Arbeter Zeitung
- Type: weekly newspaper
- Editor-in-chief: Moshe Erem
- Founded: 1921
- Ceased publication: 1926
- Political alignment: Labour Zionism
- Language: Yiddish
- Headquarters: Kaunas

= Arbeter Zeitung (Kaunas) =

Arbeter Zeitung (אַרבעטער צײַטונג, 'Workers Newspaper') was a weekly newspaper published from Kaunas, Lithuania 1921-1922 and again in 1926. It was an organ of the Poalei Zion Smol. Moshe Erem served as the editor-in-chief of the newspaper. However, the 'official' editor of the newspaper was Tuvia Meshorer. Another key figure in the running of the newspaper was Leib Rabinowitz.

Politically, the editorial line of Arbeter Zeitung differed little from that of the Lithuanian Jewish communist movement. However, the newspaper had a different approach on the issue of Jewish national identity than the communists.

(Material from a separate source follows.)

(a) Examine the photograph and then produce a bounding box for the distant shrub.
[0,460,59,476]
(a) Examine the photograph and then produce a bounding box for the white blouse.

Forty issues of Arbeter Zeitung were published between April 1921 and May 1922, when the government launched a crack-down on the publication. Meshorer was sentenced to one year in jail. By 1926, the political tide in Lithuania had turned and Arbeter Zeitung was relaunched with Israel Nitzevitz as its editor. The newspaper was again banned in December 1926, as nationalists were now in control over the government.